SPF record checker
SPF (Sender Policy Framework) lists the servers allowed to send mail for a domain. Enter a domain to validate its SPF record: the syntax, the final all-qualifier, and whether it stays within the DNS lookup limit.
Runs the full report, including this check.
What the SPF check covers
- Presence: a single SPF record at the domain apex (multiple SPF records are invalid).
- All-qualifier: whether the record ends in
-all(hard fail),~all(soft fail), or a weak?all/+all. - Lookup limit: SPF allows at most 10 DNS-querying mechanisms; exceeding it makes the record fail (permerror).

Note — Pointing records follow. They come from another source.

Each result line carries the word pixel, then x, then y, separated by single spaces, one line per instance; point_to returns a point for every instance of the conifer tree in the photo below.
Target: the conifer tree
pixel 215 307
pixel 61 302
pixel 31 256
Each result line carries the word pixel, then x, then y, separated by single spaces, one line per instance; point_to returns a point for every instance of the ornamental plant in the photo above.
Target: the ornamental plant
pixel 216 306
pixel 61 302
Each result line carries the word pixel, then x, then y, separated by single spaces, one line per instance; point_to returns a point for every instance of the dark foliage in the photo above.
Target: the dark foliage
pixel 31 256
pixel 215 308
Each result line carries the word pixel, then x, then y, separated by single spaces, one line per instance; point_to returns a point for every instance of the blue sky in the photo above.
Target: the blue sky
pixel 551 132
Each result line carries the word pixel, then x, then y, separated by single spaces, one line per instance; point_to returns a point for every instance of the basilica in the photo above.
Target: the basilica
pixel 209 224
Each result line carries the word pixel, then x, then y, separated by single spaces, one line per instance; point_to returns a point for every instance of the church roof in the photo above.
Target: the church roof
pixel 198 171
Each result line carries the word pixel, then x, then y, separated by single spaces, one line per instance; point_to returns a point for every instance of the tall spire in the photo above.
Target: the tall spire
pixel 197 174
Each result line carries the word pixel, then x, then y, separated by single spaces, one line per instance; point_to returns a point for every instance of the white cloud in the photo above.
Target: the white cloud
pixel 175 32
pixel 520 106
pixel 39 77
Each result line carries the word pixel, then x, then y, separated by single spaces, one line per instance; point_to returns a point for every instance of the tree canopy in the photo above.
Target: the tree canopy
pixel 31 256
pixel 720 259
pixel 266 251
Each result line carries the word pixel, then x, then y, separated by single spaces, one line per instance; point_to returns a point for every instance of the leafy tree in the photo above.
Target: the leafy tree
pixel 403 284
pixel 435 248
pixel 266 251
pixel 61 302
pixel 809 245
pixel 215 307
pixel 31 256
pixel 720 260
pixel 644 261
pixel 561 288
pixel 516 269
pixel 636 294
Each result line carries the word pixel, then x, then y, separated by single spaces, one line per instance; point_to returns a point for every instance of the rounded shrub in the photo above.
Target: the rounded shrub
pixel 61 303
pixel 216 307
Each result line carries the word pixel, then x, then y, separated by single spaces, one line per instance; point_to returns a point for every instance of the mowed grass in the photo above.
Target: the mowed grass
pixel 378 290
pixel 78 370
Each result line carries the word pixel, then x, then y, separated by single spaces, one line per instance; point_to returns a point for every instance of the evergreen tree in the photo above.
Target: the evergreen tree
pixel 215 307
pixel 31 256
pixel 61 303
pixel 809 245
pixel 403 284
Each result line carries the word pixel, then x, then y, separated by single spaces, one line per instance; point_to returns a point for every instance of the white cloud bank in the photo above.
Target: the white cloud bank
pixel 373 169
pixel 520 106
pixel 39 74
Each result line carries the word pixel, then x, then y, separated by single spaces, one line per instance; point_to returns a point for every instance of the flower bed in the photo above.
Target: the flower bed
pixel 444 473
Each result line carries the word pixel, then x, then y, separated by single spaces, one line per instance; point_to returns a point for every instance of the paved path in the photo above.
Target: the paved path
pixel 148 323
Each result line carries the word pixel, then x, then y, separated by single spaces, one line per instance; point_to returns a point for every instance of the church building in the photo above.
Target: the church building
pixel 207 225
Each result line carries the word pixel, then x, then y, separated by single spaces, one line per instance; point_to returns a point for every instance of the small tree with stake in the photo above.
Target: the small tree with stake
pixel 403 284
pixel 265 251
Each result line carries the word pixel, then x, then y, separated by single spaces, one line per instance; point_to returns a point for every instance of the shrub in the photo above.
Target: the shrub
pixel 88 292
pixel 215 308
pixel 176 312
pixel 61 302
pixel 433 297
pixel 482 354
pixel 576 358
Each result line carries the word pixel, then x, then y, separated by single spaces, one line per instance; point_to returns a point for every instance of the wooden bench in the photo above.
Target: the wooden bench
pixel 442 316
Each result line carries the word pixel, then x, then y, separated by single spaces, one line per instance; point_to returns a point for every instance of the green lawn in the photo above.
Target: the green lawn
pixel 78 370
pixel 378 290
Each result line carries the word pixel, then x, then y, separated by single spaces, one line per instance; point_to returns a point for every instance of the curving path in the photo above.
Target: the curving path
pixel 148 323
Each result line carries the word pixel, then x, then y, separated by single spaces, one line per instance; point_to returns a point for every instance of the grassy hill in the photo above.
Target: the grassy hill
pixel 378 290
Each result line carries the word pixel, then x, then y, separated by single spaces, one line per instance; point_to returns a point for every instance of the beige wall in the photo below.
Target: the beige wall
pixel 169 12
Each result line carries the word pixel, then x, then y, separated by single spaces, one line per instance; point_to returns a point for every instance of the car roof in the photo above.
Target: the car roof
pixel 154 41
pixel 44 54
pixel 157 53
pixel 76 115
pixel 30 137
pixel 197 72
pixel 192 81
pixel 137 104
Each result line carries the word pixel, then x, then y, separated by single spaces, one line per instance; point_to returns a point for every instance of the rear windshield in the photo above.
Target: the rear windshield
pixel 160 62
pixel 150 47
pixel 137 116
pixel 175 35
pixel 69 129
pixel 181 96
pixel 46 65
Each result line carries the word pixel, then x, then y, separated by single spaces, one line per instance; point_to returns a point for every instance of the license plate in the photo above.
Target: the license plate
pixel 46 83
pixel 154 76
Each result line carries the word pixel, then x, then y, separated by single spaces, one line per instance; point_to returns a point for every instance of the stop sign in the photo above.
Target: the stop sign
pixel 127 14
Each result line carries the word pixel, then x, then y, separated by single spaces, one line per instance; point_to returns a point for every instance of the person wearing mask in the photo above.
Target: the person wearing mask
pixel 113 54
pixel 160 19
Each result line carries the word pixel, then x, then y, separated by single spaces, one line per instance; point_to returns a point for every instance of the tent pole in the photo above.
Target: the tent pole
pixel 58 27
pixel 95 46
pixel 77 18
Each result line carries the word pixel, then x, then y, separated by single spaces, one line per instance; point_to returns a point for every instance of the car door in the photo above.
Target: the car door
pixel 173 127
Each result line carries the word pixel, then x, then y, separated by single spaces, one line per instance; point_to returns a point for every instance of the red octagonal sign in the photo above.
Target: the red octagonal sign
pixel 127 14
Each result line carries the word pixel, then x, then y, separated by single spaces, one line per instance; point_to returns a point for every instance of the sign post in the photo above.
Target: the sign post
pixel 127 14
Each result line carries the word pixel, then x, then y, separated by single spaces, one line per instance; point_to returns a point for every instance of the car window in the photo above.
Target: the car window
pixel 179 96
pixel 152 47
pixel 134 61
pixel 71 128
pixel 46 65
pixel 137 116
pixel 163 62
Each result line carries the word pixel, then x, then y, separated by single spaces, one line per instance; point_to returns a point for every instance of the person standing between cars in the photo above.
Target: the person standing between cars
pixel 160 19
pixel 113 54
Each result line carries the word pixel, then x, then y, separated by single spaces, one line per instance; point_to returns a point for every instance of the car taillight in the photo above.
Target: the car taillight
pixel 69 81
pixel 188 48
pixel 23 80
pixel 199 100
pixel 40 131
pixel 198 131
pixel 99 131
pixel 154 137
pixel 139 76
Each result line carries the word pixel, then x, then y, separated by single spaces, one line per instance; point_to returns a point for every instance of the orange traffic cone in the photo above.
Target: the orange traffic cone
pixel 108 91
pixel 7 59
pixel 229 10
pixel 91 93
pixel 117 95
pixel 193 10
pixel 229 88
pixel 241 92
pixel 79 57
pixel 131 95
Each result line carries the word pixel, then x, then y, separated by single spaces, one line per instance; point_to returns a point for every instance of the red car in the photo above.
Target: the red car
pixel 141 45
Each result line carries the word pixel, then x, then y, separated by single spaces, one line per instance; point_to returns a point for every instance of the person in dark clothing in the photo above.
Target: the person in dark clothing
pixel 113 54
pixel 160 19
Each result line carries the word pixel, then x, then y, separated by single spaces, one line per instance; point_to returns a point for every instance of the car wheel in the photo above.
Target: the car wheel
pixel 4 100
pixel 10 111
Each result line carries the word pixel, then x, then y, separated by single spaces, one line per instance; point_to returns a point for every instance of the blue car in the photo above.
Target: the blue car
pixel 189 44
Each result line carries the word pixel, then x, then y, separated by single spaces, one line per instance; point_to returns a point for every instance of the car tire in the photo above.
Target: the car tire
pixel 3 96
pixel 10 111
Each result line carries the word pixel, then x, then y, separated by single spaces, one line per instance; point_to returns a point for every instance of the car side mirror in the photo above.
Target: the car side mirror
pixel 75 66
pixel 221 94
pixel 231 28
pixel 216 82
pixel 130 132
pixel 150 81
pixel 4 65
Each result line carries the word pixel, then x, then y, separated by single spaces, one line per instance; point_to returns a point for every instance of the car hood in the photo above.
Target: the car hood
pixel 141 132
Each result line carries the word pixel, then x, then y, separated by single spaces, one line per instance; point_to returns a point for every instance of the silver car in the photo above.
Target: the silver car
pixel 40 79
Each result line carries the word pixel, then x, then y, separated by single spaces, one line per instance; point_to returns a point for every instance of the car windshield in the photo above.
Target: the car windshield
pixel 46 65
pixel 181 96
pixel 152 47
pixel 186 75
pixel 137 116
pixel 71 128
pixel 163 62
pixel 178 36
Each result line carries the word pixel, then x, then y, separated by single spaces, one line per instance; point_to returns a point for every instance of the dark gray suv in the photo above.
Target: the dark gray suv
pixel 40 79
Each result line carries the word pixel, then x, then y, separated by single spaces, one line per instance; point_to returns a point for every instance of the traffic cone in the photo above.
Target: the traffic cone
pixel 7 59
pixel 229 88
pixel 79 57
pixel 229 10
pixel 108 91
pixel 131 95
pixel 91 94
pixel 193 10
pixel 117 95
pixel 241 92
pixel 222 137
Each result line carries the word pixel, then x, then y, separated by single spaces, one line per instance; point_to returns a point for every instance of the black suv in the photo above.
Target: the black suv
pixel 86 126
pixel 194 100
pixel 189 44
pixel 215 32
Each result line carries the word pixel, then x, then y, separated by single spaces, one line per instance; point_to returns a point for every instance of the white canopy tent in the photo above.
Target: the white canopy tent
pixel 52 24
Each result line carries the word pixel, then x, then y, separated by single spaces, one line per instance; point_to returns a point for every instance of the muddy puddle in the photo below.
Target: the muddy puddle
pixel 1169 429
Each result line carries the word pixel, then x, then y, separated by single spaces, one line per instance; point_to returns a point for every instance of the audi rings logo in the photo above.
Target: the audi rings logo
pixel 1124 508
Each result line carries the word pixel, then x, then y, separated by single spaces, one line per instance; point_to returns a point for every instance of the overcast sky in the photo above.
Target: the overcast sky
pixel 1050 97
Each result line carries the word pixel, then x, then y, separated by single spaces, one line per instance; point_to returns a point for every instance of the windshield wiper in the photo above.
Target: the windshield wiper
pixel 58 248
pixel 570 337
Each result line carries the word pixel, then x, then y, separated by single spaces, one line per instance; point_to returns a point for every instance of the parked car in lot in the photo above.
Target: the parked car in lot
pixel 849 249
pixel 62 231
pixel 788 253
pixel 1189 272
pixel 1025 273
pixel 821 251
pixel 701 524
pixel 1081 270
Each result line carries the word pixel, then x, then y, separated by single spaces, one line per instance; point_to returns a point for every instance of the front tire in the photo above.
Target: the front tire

Why the all-qualifier matters
The all-qualifier tells receivers what to do with mail from servers
not listed. A hardened setup uses -all or
~all. A record ending in +all authorizes
the whole internet and offers no protection, so scan.mx caps the
grade when it sees a weak qualifier.
Frequently asked questions
Should SPF end in -all or ~all?
Both are acceptable. -all (hard fail) tells receivers to reject unlisted senders; ~all (soft fail) tells them to accept but mark as suspicious. Use ~all while rolling out and move to -all once DMARC reports confirm all legitimate sources are covered.
What is the SPF 10-lookup limit?
SPF evaluation may perform at most 10 DNS lookups (include, a, mx, ptr, exists, redirect). Going over produces a permerror and SPF is treated as if it were absent. Flatten nested includes or consolidate senders to stay under it.